Mit den vorliegenden Denkanstößen mahnen die Autoren Veränderungen insbesondere in der Gestaltung der Psychotherapie-Richtlinien an. Diese Vorschläge bedürfen aus meiner Sicht eines Kommentars.

Es ist sehr wichtig, sich Gedanken über Veränderungen der Rahmenbedingungen zu machen, unter denen wir unsere psychotherapeutische Arbeit vollziehen. Insbesondere ist den Autoren zuzustimmen, wenn sie eine Angleichung mit den neuen klinischen und forscherischen Erkenntnissen fordern. Es sollte allerdings nicht übersehen werden, dass solche Veränderungen keineswegs allein wissenschaftlicher Erkenntnis bedürfen, sondern vor allem auch eines politischen Konsenses.

Den Autoren ist in mehrerer Hinsicht zuzustimmen. Die Entwicklung der Psychotherapie hat in Deutschland einen enormen Aufschwung erfahren, sie ist ohne Frage ein beispielloses Erfolgsmodell. Dies nicht zuletzt allerdings auch aufgrund der klaren Bestimmungen in Verbindung mit einer auskömmlichen existenziellen Absicherung für die Leistungsanbieter.

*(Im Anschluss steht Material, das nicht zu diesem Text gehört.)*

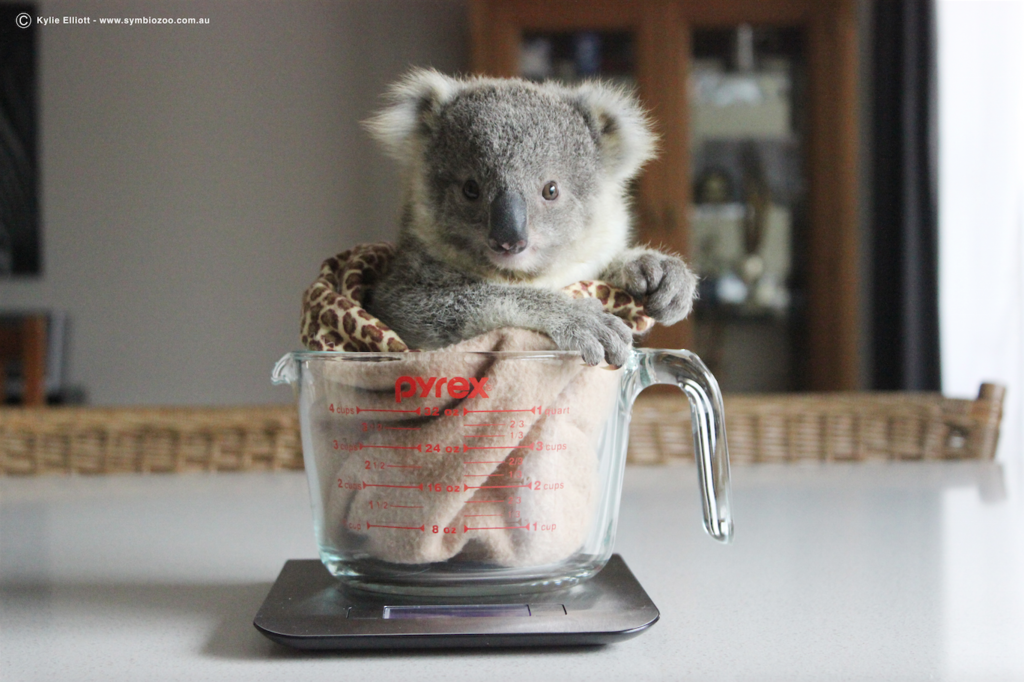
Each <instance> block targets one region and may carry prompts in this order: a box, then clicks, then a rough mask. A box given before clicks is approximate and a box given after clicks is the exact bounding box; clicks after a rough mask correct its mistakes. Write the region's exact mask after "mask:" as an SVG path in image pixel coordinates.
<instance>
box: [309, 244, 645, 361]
mask: <svg viewBox="0 0 1024 682" xmlns="http://www.w3.org/2000/svg"><path fill="white" fill-rule="evenodd" d="M392 258H394V247H393V246H392V245H390V244H364V245H360V246H357V247H355V248H353V249H349V250H348V251H345V252H343V253H340V254H338V255H337V256H334V257H333V258H328V259H327V260H325V261H324V264H323V265H322V266H321V272H319V276H318V278H316V281H315V282H313V284H312V285H310V287H309V288H308V289H306V292H305V294H304V295H303V296H302V333H301V334H302V335H301V338H302V345H303V346H304V347H305V348H307V349H309V350H348V351H354V352H391V351H404V350H413V349H412V348H410V347H409V345H408V344H407V343H406V342H404V341H402V340H401V339H400V338H399V337H398V335H397V334H396V333H395V332H394V331H393V330H392V329H391V328H390V327H388V326H387V325H385V324H384V323H382V322H381V321H380V319H378V318H377V317H374V316H373V315H372V314H370V313H369V312H367V311H366V310H365V309H364V308H362V304H361V303H362V294H364V291H365V289H366V288H367V287H372V286H373V285H374V283H375V282H376V281H377V280H379V279H380V278H381V276H382V275H383V274H384V273H385V272H386V271H387V267H388V265H389V264H390V262H391V259H392ZM563 291H565V293H567V294H568V295H569V296H571V297H572V298H587V297H592V298H596V299H598V300H600V301H601V304H602V306H603V307H604V309H605V311H607V312H611V313H612V314H615V315H618V316H620V317H622V318H623V321H624V322H626V324H627V325H628V326H629V327H630V329H632V330H633V331H634V333H636V334H640V333H642V332H646V331H647V330H649V329H650V328H651V327H653V326H654V321H653V318H651V317H649V316H648V315H646V314H644V312H643V307H642V306H641V305H639V304H638V303H637V302H636V301H635V300H634V299H633V297H632V296H630V295H629V294H627V293H626V292H624V291H622V290H621V289H615V288H614V287H610V286H608V285H606V284H604V283H603V282H577V283H575V284H572V285H569V286H568V287H566V288H565V289H564V290H563Z"/></svg>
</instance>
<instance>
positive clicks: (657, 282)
mask: <svg viewBox="0 0 1024 682" xmlns="http://www.w3.org/2000/svg"><path fill="white" fill-rule="evenodd" d="M617 274H618V279H621V283H620V286H621V287H622V288H623V289H625V290H626V292H627V293H628V294H629V295H630V296H633V297H634V298H636V299H638V300H640V301H641V302H642V303H643V305H644V311H645V312H646V313H647V314H649V315H650V316H651V317H653V318H654V319H656V321H657V322H659V323H662V324H663V325H674V324H676V323H677V322H679V321H680V319H682V318H683V317H685V316H686V315H688V314H689V313H690V309H691V308H692V307H693V297H694V295H695V294H696V289H697V278H696V275H695V274H693V271H692V270H690V268H689V267H688V266H687V265H686V263H684V262H683V261H682V259H680V258H677V257H676V256H669V255H666V254H664V253H657V252H656V251H646V252H643V253H641V254H640V255H638V256H637V257H636V258H634V259H633V260H630V261H628V262H627V263H626V264H624V265H623V266H622V270H621V271H620V272H618V273H617Z"/></svg>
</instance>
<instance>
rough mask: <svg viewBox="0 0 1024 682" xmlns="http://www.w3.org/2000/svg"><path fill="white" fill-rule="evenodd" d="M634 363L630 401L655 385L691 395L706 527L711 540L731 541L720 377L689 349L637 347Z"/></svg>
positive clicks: (701, 496)
mask: <svg viewBox="0 0 1024 682" xmlns="http://www.w3.org/2000/svg"><path fill="white" fill-rule="evenodd" d="M632 365H633V367H632V368H631V369H632V373H631V376H630V380H631V381H632V383H633V385H632V387H631V389H632V390H631V391H630V393H631V395H630V399H631V402H632V400H633V399H635V398H636V396H637V395H638V394H639V393H640V391H642V390H643V389H644V388H646V387H647V386H651V385H653V384H674V385H676V386H679V388H680V389H681V390H682V391H683V393H685V394H686V397H687V398H688V399H689V401H690V419H691V423H692V426H693V457H694V459H695V460H696V464H697V480H698V483H699V485H700V498H701V502H702V506H703V519H705V520H703V523H705V530H707V531H708V535H710V536H711V537H712V538H714V539H715V540H718V541H720V542H723V543H727V542H729V541H730V540H731V539H732V516H731V514H730V511H729V509H730V506H729V498H730V492H729V487H730V483H729V450H728V445H727V443H726V440H725V411H724V409H723V407H722V392H721V390H719V387H718V381H716V380H715V377H714V375H712V373H711V372H709V371H708V368H707V367H705V364H703V363H701V361H700V358H699V357H697V356H696V355H695V354H694V353H691V352H690V351H688V350H665V349H660V348H637V349H635V350H634V353H633V363H632Z"/></svg>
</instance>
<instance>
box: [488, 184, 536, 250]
mask: <svg viewBox="0 0 1024 682" xmlns="http://www.w3.org/2000/svg"><path fill="white" fill-rule="evenodd" d="M487 227H488V232H487V246H489V247H490V249H492V250H493V251H497V252H498V253H510V254H517V253H521V252H522V251H523V250H524V249H525V248H526V245H527V244H528V241H529V240H528V238H527V237H526V199H525V198H524V197H523V196H522V195H520V194H517V193H514V191H503V193H501V194H500V195H498V196H497V197H495V199H494V201H492V202H490V213H489V218H488V221H487Z"/></svg>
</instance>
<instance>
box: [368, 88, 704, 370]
mask: <svg viewBox="0 0 1024 682" xmlns="http://www.w3.org/2000/svg"><path fill="white" fill-rule="evenodd" d="M389 97H390V102H389V105H388V106H387V108H385V109H384V111H382V112H381V113H380V114H378V115H377V116H376V117H375V118H373V119H371V120H370V121H368V122H367V124H366V125H367V127H368V128H369V130H370V131H371V133H372V134H373V135H374V136H375V137H376V138H377V139H378V140H379V141H380V142H381V143H382V144H383V145H384V148H385V150H386V151H387V152H388V153H389V154H390V156H392V157H394V158H395V159H396V160H397V161H398V162H399V163H400V164H401V168H402V173H403V178H402V185H403V186H402V190H403V199H402V214H401V227H400V232H399V238H398V244H397V253H396V256H395V259H394V260H393V261H392V263H391V266H390V269H389V270H388V272H387V273H386V274H385V276H384V278H382V280H381V281H380V282H378V283H377V284H376V286H375V287H374V288H373V291H372V292H371V294H370V295H369V297H368V299H367V300H365V301H364V305H365V306H366V307H367V308H368V309H369V310H370V312H372V313H373V314H374V315H376V316H377V317H378V318H380V319H381V321H383V322H384V323H385V324H387V325H388V326H390V327H391V328H392V329H393V330H394V331H395V332H397V333H398V335H399V336H401V338H402V339H403V340H404V341H406V342H407V343H409V344H410V345H411V346H413V347H416V348H422V349H433V348H439V347H443V346H446V345H450V344H453V343H456V342H458V341H462V340H465V339H468V338H471V337H474V336H476V335H478V334H482V333H484V332H488V331H490V330H494V329H498V328H502V327H519V328H525V329H530V330H535V331H537V332H542V333H544V334H547V335H548V336H549V337H551V339H552V340H553V341H554V342H555V344H556V345H557V346H558V347H559V348H561V349H562V350H575V351H579V352H580V353H581V354H582V355H583V358H584V360H585V361H586V363H587V364H589V365H597V364H599V363H600V361H601V360H602V359H603V360H606V361H607V363H608V364H610V365H613V366H622V365H623V364H625V361H626V359H627V357H628V356H629V351H630V348H631V346H632V341H633V337H632V333H631V331H630V329H629V328H628V327H627V326H626V325H625V323H623V321H622V319H620V318H618V317H616V316H615V315H612V314H610V313H606V312H604V311H603V310H602V309H601V306H600V303H599V302H598V301H597V300H596V299H577V300H573V299H571V298H569V297H568V295H567V294H565V293H563V292H561V291H559V290H560V289H561V288H563V287H565V286H567V285H570V284H572V283H575V282H579V281H581V280H601V281H603V282H606V283H608V284H609V285H611V286H613V287H617V288H620V289H623V290H625V291H626V292H627V293H629V294H630V295H632V296H633V297H634V298H635V299H637V301H638V302H641V303H642V304H643V305H644V308H645V312H646V313H647V314H649V315H650V316H652V317H654V319H656V321H657V322H659V323H663V324H666V325H671V324H673V323H676V322H678V321H680V319H682V318H683V317H685V316H686V315H687V313H689V311H690V307H691V305H692V300H693V295H694V291H695V287H696V278H695V276H694V275H693V273H692V272H691V271H690V269H689V268H688V267H687V266H686V264H685V263H684V262H683V261H682V260H681V259H679V258H677V257H675V256H671V255H667V254H664V253H660V252H657V251H654V250H651V249H642V248H631V237H632V233H631V232H632V230H631V217H630V207H629V201H628V198H627V184H628V182H629V181H630V180H631V179H632V178H633V177H634V176H635V175H636V174H637V172H638V171H639V170H640V168H641V166H642V165H643V164H644V163H645V162H646V161H647V160H649V159H650V158H651V157H652V156H653V153H654V135H653V133H652V132H651V129H650V124H649V122H648V120H647V118H646V115H645V114H644V112H643V110H642V109H641V106H640V104H639V103H638V102H637V101H636V99H635V98H634V97H633V96H632V95H631V94H629V93H627V92H624V91H622V90H618V89H616V88H612V87H609V86H606V85H601V84H599V83H596V82H593V83H586V84H583V85H580V86H574V87H566V86H562V85H557V84H553V83H544V84H537V83H531V82H527V81H523V80H518V79H485V78H470V79H454V78H449V77H445V76H442V75H441V74H438V73H437V72H434V71H415V72H413V73H412V74H410V75H409V76H407V77H406V78H404V79H403V80H402V81H400V82H399V83H398V84H396V85H395V86H394V87H393V88H392V89H391V90H390V92H389Z"/></svg>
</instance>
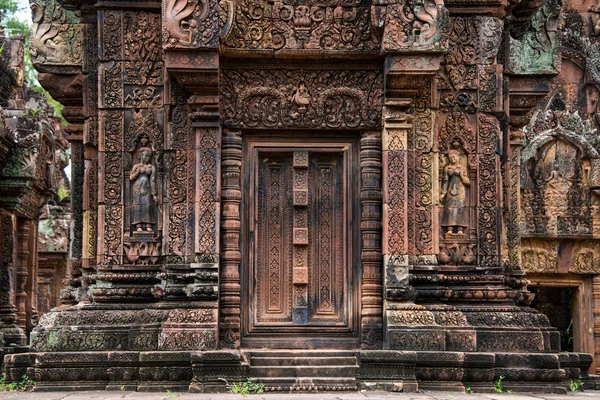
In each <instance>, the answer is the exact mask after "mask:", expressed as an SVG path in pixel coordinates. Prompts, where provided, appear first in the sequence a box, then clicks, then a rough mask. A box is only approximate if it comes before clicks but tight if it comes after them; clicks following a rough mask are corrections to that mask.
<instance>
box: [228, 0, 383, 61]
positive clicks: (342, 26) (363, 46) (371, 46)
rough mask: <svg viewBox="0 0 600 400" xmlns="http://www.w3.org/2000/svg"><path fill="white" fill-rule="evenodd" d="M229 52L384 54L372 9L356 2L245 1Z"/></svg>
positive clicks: (248, 0)
mask: <svg viewBox="0 0 600 400" xmlns="http://www.w3.org/2000/svg"><path fill="white" fill-rule="evenodd" d="M223 43H224V45H225V47H226V48H232V49H236V50H239V49H244V50H262V51H269V50H270V51H273V50H274V51H285V50H300V49H302V50H327V51H333V52H336V51H348V52H356V51H363V52H365V51H367V52H368V51H373V52H377V51H379V47H380V44H379V39H378V38H377V35H376V34H375V33H374V30H373V28H372V25H371V8H370V7H367V6H363V5H361V2H360V1H356V0H350V1H346V0H333V1H330V0H324V1H312V0H311V1H308V0H293V1H275V2H273V3H265V2H263V1H258V0H242V1H240V2H238V4H237V6H236V9H235V16H234V21H233V24H232V28H231V31H230V32H229V34H228V35H227V36H226V37H225V38H224V40H223Z"/></svg>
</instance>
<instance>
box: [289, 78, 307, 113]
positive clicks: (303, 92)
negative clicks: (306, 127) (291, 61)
mask: <svg viewBox="0 0 600 400" xmlns="http://www.w3.org/2000/svg"><path fill="white" fill-rule="evenodd" d="M292 101H293V102H294V103H295V104H296V105H297V106H298V111H299V112H305V111H306V106H308V105H309V104H310V93H308V89H307V88H306V84H305V83H304V82H300V86H299V87H298V89H296V91H295V93H294V96H293V97H292Z"/></svg>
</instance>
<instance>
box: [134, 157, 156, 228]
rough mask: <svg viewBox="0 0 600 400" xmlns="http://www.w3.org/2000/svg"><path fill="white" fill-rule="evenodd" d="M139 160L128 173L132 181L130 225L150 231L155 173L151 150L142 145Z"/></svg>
mask: <svg viewBox="0 0 600 400" xmlns="http://www.w3.org/2000/svg"><path fill="white" fill-rule="evenodd" d="M139 153H140V162H139V163H137V164H135V165H134V166H133V168H132V169H131V173H130V174H129V180H130V181H131V182H133V185H132V189H131V193H132V197H133V199H132V205H131V226H132V228H134V229H135V231H136V232H143V231H144V230H145V231H147V232H151V231H152V226H153V225H154V224H155V223H156V221H155V220H154V207H155V204H156V203H157V199H156V174H155V168H154V165H152V150H151V149H150V148H148V147H142V148H141V149H140V151H139Z"/></svg>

Leider gehen die Vorschläge und Anregungen der Autoren etwas durcheinander. Die Einleitung des Beitrags weist darauf hin, dass im Mittelpunkt des Interesses der Autoren die Psychotherapie-Richtlinien stehen. Wesentliche Anregungen beziehen sich dann aber gar nicht auf die Richtlinien, sondern betreffen vielmehr Abrechnungsfragen. So sind z. B. kürzere Therapiezeiten und Änderungen in der Frequenz für bestimmte Patientengruppen, wie die Autoren selber darstellen, auch nach den derzeit geltenden Psychotherapie-Richtlinien heute schon möglich. Abgestellt wird insofern auf Veränderungen der Abrechnungsmodalitäten, was direkt nichts mit den Richtlinien zu tun hat. Zuzustimmen ist den Autoren hinsichtlich der Schaffung von Anreizen für Verkürzung der Dauer von Behandlung und - so möchte ich hinzufügen - Veränderungen der Abrechnungsmodalitäten für bestimmte Patientengruppen, um deren Behandlung zu fördern (schwer Kranke, Multimorbide etc.). Hier sind aber nicht die Richtlinien zu verändern, sondern ggf. wiederum Anreize über das Abrechnungssystem zu schaffen.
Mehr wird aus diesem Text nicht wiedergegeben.